Overcrowding at one of Dublin’s main teaching hospitals has almost doubled overnight after 40 “hidden beds” were included in the figures for the first time.
Some 74 patients were recorded as being on trolleys, chairs or additional beds at St Vincent’s hospital yesterday, the highest figure for any hospital since the Irish Nurses and Midwives’ Organisation (INMO) started its Trolley and Ward Watch count in 2013.
While overcrowding nationally has started to ease, St Vincent’s recorded 34 patients on trolleys in its emergency department (ED) and another 40 additional patients in wards throughout the hospital. The overcrowding in the hospital has led to the cancellation of seven elective surgeries this week alone due to, the hospital said, “unprecedented pressure” on the emergency department.
Massaging the figures
INMO industrial relations officer Philip McAnenly accused the hospital of “massaging the figures” by failing to count additional beds on wards up to yesterday, and said the real level of overcrowding was still higher.
Rejecting the claim, the hospital said all patients transferred to wards were no longer waiting on trolleys and were correctly classified as “ward inpatients”.

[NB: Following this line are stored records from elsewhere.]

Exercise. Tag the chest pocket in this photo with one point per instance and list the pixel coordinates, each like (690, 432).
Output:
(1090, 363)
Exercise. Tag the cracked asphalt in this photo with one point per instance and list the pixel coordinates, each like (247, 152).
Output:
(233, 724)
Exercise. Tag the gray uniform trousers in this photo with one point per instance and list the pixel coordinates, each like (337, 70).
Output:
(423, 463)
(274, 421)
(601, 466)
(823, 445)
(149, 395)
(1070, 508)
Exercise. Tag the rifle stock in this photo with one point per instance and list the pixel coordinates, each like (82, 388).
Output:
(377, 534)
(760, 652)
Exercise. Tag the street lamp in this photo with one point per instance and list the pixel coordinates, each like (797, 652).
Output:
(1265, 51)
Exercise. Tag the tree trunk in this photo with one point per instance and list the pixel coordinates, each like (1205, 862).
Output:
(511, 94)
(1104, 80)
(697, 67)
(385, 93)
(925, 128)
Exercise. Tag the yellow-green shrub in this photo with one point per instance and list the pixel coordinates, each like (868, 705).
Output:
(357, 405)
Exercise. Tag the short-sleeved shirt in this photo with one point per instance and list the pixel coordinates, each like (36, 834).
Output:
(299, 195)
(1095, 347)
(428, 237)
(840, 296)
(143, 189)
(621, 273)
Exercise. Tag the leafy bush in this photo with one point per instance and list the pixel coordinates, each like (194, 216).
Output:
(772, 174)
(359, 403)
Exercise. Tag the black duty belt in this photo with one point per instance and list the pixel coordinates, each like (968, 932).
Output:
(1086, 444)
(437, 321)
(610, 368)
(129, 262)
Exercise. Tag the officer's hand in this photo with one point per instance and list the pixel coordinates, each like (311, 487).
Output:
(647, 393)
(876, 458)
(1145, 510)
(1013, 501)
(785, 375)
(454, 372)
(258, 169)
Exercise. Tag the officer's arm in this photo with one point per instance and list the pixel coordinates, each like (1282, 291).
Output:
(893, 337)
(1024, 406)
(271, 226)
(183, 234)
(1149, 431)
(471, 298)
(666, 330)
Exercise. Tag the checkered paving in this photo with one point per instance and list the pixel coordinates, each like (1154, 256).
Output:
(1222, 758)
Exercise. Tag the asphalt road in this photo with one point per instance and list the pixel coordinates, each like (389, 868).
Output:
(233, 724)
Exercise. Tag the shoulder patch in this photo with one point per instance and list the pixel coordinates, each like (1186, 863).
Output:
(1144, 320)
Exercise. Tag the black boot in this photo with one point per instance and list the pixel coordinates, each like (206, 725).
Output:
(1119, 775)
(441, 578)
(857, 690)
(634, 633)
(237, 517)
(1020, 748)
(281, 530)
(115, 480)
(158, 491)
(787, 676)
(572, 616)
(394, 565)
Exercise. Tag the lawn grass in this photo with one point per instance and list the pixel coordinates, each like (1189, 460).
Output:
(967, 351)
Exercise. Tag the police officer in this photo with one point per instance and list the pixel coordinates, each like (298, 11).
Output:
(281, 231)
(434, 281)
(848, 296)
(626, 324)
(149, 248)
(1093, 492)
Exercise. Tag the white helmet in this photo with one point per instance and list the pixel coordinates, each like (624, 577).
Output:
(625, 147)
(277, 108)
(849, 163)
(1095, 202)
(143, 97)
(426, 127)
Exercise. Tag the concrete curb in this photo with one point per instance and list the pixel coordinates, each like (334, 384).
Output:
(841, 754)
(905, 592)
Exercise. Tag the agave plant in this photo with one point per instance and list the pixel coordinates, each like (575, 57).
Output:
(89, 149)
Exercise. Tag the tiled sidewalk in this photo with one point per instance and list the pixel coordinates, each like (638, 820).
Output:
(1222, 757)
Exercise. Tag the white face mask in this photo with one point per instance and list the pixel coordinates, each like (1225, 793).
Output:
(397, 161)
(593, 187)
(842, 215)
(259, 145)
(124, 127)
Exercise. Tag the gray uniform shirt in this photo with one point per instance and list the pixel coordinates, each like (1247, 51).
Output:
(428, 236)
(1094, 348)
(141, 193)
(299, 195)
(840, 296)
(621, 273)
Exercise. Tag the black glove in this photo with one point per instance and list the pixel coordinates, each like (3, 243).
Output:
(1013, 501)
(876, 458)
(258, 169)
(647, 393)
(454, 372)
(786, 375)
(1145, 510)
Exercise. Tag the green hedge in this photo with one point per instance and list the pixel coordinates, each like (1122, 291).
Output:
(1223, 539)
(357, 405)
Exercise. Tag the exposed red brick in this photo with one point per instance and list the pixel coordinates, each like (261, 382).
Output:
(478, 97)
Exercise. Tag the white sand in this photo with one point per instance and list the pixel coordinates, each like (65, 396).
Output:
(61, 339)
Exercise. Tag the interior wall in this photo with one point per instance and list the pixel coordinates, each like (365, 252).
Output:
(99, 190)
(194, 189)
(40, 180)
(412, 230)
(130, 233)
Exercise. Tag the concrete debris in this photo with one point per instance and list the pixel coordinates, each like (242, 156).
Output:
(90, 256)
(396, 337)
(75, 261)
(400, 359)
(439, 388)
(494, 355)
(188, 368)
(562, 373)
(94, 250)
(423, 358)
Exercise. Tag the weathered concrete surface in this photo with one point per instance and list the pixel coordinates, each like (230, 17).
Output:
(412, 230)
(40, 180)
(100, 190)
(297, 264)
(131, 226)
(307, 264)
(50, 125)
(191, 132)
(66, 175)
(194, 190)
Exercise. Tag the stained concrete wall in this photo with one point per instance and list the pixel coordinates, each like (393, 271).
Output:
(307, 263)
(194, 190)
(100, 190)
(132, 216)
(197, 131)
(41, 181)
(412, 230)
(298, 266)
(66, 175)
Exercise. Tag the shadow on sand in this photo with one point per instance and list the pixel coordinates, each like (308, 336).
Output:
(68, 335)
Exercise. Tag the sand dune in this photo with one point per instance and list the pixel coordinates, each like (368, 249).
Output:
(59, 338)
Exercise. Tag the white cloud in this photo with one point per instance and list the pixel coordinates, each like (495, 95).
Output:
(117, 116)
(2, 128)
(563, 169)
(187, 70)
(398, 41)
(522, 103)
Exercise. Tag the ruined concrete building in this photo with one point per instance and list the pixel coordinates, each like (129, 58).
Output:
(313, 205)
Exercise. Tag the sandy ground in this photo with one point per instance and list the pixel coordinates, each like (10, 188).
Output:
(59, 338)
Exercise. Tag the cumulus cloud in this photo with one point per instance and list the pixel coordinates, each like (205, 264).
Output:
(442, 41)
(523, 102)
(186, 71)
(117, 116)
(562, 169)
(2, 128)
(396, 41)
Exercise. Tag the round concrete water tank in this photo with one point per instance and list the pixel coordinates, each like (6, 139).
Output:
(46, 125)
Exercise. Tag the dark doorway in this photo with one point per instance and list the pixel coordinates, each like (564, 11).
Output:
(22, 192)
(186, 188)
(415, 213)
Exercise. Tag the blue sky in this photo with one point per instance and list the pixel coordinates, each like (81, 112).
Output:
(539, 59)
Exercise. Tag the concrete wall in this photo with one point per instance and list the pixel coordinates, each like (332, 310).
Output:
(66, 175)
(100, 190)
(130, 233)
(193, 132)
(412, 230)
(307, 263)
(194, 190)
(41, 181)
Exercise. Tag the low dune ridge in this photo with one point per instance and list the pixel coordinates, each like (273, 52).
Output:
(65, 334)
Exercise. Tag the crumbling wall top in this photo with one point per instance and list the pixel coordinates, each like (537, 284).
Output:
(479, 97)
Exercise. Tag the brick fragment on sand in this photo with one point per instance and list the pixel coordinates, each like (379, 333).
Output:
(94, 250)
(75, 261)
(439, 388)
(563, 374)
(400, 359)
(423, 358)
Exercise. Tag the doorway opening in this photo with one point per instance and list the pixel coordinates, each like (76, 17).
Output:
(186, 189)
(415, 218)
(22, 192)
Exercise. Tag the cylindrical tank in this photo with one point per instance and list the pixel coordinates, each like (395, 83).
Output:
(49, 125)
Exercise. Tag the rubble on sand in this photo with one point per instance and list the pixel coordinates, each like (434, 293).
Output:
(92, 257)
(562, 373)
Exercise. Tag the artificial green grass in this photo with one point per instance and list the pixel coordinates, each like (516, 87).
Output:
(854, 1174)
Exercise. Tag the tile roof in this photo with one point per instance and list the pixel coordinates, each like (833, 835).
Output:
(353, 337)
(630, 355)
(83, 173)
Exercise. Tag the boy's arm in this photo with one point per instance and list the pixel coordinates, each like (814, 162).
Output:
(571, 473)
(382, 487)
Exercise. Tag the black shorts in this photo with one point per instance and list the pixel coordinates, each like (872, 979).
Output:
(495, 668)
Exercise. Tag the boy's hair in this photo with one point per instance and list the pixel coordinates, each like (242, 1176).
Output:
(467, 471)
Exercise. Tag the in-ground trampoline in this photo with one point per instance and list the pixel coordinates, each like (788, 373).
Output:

Staff claim the hospital had a practice of not recording patients as being on a trolley if they believed they would be moved to a bed later in the day.
In practice, this meant patients did not turn up in the figures although they might be on a trolley up to 6pm. In some cases, patients were never actually transferred to the hospital, staff say.
Emergency department
“The numbers were artificially reduced to make it look better than it was,” Mr McAnenly said. “Many beds didn’t become available until late in the evening, so the patient remained in the emergency department all day but didn’t show up in the figures.”
A hospital spokeswoman denied the claim. However, she said: “Patients in ED are counted until they are assigned a bed. When a bed is identified, a patient is assigned and moved as rapidly as possible.”
The INMO count records additional patients in wards in addition to the emergency department. At staff meetings in St Vincent’s last week, nurses questioned why the hospital consistently recorded zero patients as being on trolleys in wards, when extra temporary beds were in place throughout the hospital, as many as 12 in some wards.